Don’t Miss an Opportunity to Act

ROTH Conversion Reminder

Some people are procrastinators and postpone decisions and actions. This is a reminder that some investment decisions can wait until January or even April, when it comes to your traditional IRA or ROTH IRA. But there are some actions you may want to take now rather than later. In my case, the window of opportunity is quickly coming to an end to maximize our 2024 ROTH conversions.

The Benefits Outweigh the Costs

If you have not yet reached the age when you must take RMDs from a tax-deferred retirement account, then you have a much greater opportunity to maximize your long-term tax-free income. The reason is simple, when you reach age 73 and must start taking your RMDs, those withdrawals have to be done before you can do any ROTH conversions.

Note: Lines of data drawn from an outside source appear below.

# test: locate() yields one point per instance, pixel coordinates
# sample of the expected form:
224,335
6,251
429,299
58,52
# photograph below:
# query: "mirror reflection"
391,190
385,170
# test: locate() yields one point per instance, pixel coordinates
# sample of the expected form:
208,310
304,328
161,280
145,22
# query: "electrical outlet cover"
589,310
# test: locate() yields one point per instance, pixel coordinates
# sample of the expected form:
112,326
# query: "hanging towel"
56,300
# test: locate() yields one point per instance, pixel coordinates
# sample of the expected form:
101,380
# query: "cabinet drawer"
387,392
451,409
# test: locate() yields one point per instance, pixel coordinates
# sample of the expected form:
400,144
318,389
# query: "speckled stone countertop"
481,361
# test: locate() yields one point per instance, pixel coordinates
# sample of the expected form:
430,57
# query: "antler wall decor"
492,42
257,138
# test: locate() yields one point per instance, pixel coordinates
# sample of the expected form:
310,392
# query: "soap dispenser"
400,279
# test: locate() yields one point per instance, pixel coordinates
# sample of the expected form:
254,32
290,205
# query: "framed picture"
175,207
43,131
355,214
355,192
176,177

While there is certainly an extra income tax to be paid on a conversion (the value of the investment you convert is a taxable event) there will be no ongoing future regular income tax on the amount you move to a ROTH for you and your heirs. Furthermore, remember that your spouse, if you are married, will probably have to at some point in the future pay taxes as a single person. Their tax burden is likely to be significant.

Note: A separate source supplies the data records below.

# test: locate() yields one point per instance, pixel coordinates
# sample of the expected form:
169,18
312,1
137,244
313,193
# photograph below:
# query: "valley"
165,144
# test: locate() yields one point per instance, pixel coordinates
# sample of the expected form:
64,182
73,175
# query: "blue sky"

If you are younger than Medicare age (age 65), there is another reason to consider the ROTH conversion sooner rather than later. If your income rises too much you may have to pay extra premiums due to something called IRMAA. I’ve talked about this before, but IRMAA is the income-related monthly adjustment amount sliding scale of statutory percentage-based tables used to adjust Medicare Part B and Part D prescription drug coverage premiums. That is a fancy way of saying you will pay more for Medicare premiums if you aren’t proactive and careful about ROTH conversions before age 65.

My After RMD Conversions

I completed my RMD withdrawals earlier this year using QCD withdrawals and some cash withdrawals from my IRA. Cindie did the same for her IRA. Therefore, even though I will exceed the base Medicare amount due to IRMAA, I plan to do extra ROTH conversions before December 31.

The reason is simple. I want to reduce the future tax burden my wife and I will have because the IRA continues to grow in value. I also want to minimize the taxes for my wife if and when she is a widow. I also want to minimize the income taxes for our heirs.

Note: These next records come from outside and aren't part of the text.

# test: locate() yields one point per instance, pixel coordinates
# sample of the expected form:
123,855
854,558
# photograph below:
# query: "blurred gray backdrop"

The other reasons are just common sense. By paying regular income taxes now in a planned manner, all capital gains, dividend income, and options income in my ROTH IRA will forever be tax-free.

My two most recent conversions were for shares of CGBD and FCPT. Both pay a dividend. The total taxable portion of this ROTH conversion was about $9,000. Therefore, we owe income taxes on that amount.

Recommendation

Don’t be a procrastinator. If you own a traditional IRA, give serious consideration to doing ROTH conversions. This is something you can easily do without help from an advisor if you are a Fidelity Investment’s client. When you start the transfer, Fidelity guides you through the necessary steps.